The X-ray data-base for a reference subject
In order to elaborate the articulatory model that will mimic the specific male reference speaker, a database containing midsagittal profiles of the speech articulators (jaw, tongue, lips, etc.) was collected by cineradiography. Front views of the lips (painted in blue to facilitate contour detection) and speech sounds were synchronously recorded. The speaker uttered French vowels and /VCV/ sequences of fricative and plosive consonants.
The articulatory model
The articulatory model aims at simulating the various articulators used in speech. It is based on a factor analysis of articulatory measurements performed on the contours of the articulators extracted from the cineradiographic images. The movement of the jaw, the rigid articulator that carries the tongue, is controlled in this model by one parameter termed jaw height. The shape of the tongue is then mainly specified by three parameters that express the degrees of freedom of tongue movements: tongue body, tongue dorsum and tongue tip. The lips are principally controlled by two parameters: lip height and lip protrusion.
The aerodynamic and acoustic models
Once the position of the articulators and thus the shape of the instrument (the vocal tract) is defined, one has to blow air into the tube in order to produce acoustic sources. For vowels and voiced sounds, the voice source is controlled by the pressure in the lungs and the distance between the vocal folds. For consonants such as fricatives, a noise source is generated in the vicinity of the constriction or of the incisors.
Learning articulatory movements from sounds
The Virtual Talking Head thus constituted is able to produce speech sounds, as far as one is able to exert appropriate temporal control over the articulator movements.
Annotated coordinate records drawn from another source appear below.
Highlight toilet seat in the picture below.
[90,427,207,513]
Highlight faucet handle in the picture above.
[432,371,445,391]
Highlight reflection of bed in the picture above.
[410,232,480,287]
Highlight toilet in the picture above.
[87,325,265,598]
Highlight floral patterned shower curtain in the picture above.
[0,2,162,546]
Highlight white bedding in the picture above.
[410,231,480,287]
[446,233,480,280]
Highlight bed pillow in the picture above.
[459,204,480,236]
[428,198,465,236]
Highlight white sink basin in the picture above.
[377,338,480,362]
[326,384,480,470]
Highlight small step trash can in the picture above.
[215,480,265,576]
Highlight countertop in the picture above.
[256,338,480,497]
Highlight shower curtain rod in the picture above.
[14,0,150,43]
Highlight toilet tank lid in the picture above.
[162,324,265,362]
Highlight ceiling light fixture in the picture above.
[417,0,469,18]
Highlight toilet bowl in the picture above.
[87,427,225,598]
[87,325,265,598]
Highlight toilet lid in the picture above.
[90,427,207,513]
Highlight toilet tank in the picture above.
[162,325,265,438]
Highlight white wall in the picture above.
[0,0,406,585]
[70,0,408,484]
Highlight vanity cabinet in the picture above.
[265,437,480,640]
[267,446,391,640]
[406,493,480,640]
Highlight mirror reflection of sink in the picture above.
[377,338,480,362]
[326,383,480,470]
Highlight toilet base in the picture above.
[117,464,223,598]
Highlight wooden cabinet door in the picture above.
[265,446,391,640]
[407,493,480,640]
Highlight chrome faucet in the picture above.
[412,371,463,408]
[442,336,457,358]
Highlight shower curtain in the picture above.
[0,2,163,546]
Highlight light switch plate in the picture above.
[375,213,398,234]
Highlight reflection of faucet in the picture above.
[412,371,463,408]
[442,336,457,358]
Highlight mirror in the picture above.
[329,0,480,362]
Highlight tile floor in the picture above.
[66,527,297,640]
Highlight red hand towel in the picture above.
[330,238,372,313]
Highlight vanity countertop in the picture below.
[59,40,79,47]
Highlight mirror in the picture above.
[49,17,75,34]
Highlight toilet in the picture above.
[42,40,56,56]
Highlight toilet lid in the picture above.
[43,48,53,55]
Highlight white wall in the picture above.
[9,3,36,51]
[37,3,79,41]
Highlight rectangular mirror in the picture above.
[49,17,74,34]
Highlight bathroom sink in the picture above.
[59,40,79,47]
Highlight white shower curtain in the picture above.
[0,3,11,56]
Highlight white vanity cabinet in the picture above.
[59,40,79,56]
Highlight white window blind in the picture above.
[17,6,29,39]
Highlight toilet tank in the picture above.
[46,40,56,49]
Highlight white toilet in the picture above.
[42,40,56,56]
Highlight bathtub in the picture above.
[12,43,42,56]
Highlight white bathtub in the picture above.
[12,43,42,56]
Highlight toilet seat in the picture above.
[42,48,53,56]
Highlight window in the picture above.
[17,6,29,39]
A basic method for determining these articulatory movements in order to produce synthetic speech is to derive them from the analysis of the original speech sound produced by the reference speaker. An inversion procedure allows the articulator movements to be determined from the acoustic characteristics of the sound, thereby mimicking the original talker. The results can be exemplified by the vowel-fricative-vowel sequence [azha]. First, the sequence uttered by the subject can be heard. Second, the sequence resynthesized by using the control parameters determined by inversion is played. The final item is similar to the second, but it is produced by opening wide the vocal folds during the consonant, in order to prevent them from vibrating: this results in the voiceless consonant [sh] that corresponds to the voiced consonant [zh]. Other sequences are also available ([ava], [aza], [azi], [azu]).
Finally, more complex items can be produced, such as the French sentence "Sophie, je suis fâché ! Vous savez ?".
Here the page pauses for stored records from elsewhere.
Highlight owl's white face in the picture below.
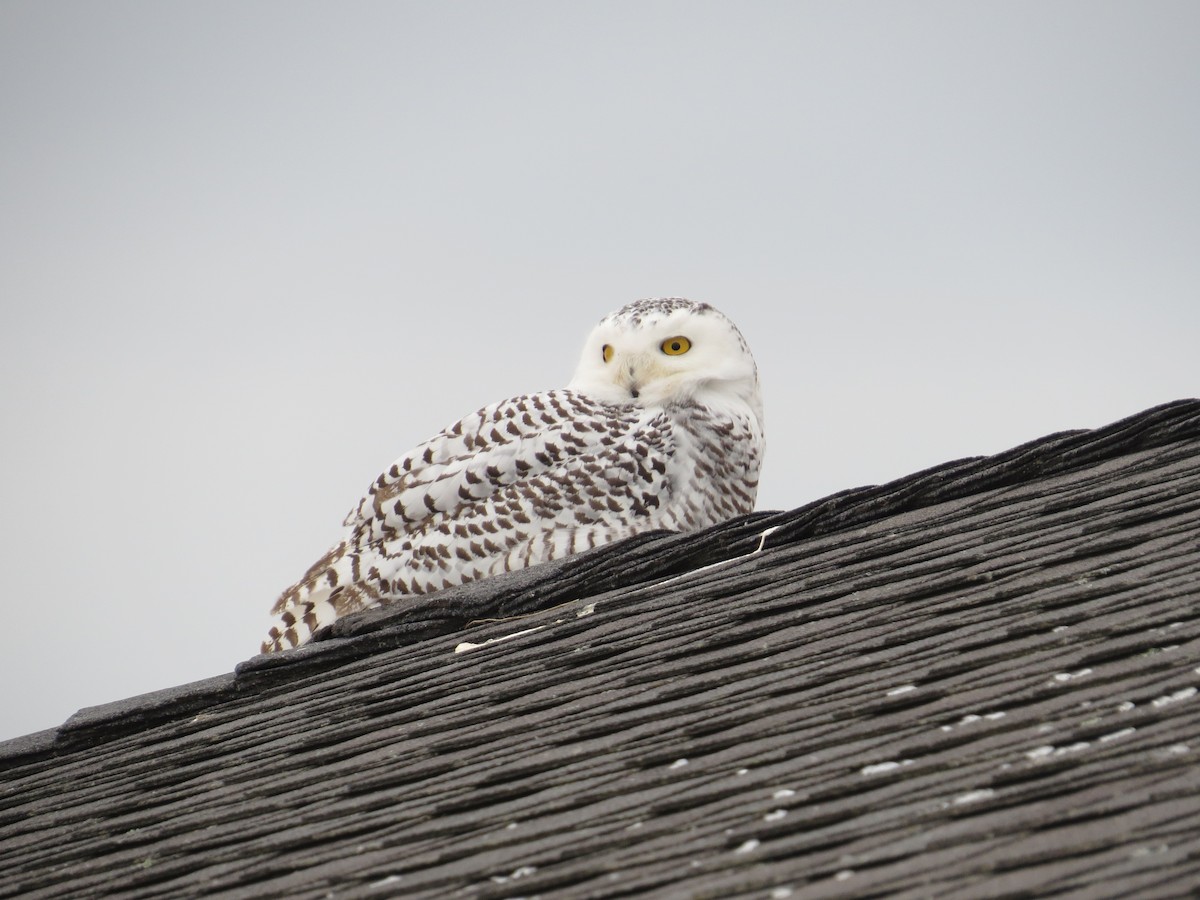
[568,298,762,420]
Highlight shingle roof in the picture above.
[7,401,1200,898]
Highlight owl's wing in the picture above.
[263,390,676,653]
[343,390,671,547]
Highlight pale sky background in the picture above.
[0,0,1200,738]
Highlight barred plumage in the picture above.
[263,298,763,653]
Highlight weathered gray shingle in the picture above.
[0,401,1200,898]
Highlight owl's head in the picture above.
[568,298,762,421]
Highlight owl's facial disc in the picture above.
[569,300,761,420]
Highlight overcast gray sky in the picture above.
[0,0,1200,738]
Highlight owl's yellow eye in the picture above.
[661,335,691,356]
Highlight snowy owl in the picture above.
[263,298,763,653]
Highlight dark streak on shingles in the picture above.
[0,402,1200,896]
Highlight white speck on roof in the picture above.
[863,760,912,775]
[954,787,996,806]
[454,625,546,653]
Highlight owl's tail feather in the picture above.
[262,541,347,653]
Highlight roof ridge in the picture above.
[0,400,1200,760]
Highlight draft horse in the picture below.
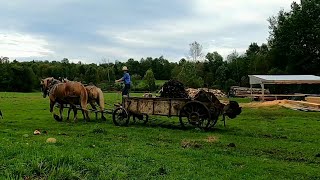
[41,77,90,121]
[63,79,106,121]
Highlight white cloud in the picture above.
[97,0,292,60]
[0,0,292,62]
[0,32,54,58]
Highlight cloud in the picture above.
[0,0,292,62]
[0,32,54,58]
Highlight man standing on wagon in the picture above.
[116,66,131,97]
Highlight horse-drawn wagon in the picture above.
[112,91,241,129]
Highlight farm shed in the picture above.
[248,75,320,100]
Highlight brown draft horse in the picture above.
[41,77,90,121]
[63,79,106,121]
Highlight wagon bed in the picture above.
[112,97,221,128]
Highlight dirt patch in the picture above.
[240,100,286,108]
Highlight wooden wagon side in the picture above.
[113,97,217,128]
[124,97,190,117]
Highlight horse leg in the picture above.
[59,104,63,121]
[67,105,74,121]
[90,102,98,120]
[50,101,56,113]
[100,106,107,121]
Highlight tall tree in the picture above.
[189,41,203,62]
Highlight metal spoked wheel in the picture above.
[208,107,220,129]
[179,101,211,129]
[131,114,149,124]
[112,107,129,126]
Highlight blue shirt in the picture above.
[122,73,131,84]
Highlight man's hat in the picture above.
[122,66,128,71]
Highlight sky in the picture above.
[0,0,292,63]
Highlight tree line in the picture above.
[0,0,320,94]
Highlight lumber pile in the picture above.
[305,96,320,104]
[229,86,270,97]
[186,88,226,98]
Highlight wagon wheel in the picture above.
[112,107,129,126]
[179,101,211,129]
[208,107,220,128]
[143,114,149,124]
[132,114,149,124]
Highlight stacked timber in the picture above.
[229,86,270,97]
[305,96,320,104]
[159,80,188,98]
[186,88,226,98]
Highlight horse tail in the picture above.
[80,85,88,110]
[97,88,104,111]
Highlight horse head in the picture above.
[223,101,242,119]
[40,77,54,98]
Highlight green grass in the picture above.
[0,93,320,179]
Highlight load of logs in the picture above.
[159,80,226,99]
[159,80,188,98]
[186,88,226,99]
[229,86,270,97]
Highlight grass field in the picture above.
[0,93,320,179]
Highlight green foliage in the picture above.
[0,93,320,179]
[0,0,320,93]
[177,62,203,88]
[143,69,156,91]
[269,0,320,75]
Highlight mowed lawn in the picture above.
[0,92,320,179]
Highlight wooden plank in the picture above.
[306,96,320,104]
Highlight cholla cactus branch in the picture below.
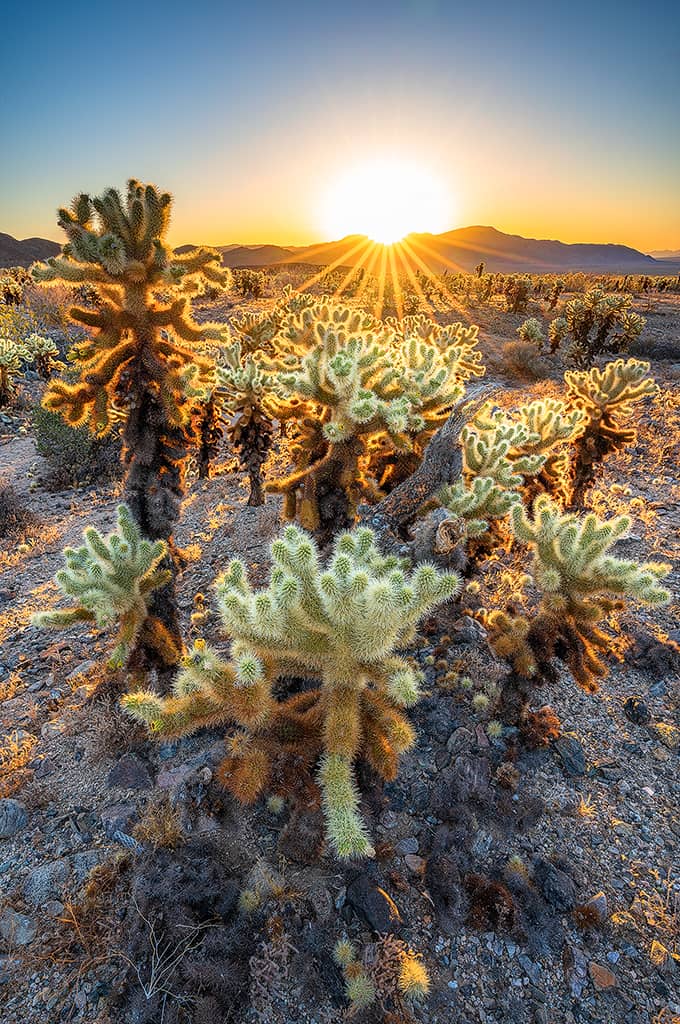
[123,526,460,857]
[33,505,179,667]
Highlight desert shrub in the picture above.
[123,526,459,857]
[33,406,123,490]
[0,479,40,541]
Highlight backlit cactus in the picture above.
[0,338,22,406]
[33,505,180,667]
[23,331,63,381]
[550,288,645,367]
[34,180,227,667]
[564,359,658,504]
[485,495,670,691]
[123,525,459,857]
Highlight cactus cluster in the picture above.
[33,505,179,667]
[549,288,645,367]
[34,180,232,665]
[438,398,585,538]
[564,359,658,503]
[0,338,22,406]
[267,302,483,534]
[123,525,459,857]
[485,495,670,704]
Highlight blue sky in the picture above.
[0,0,680,250]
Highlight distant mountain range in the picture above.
[0,226,680,274]
[0,231,61,266]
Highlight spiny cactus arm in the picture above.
[318,754,375,858]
This demonstration broadly illustrates the data-driven approach followed by ICP in the study of speech production phenomena. In addition to the knowledge gained about speech, this type of study allows the development of applications such as audiovisual text-to-speech synthesis. The possibility of augmented reality also opens the way to developments in the area of foreign language pronunciation learning, or speech rehabilitation.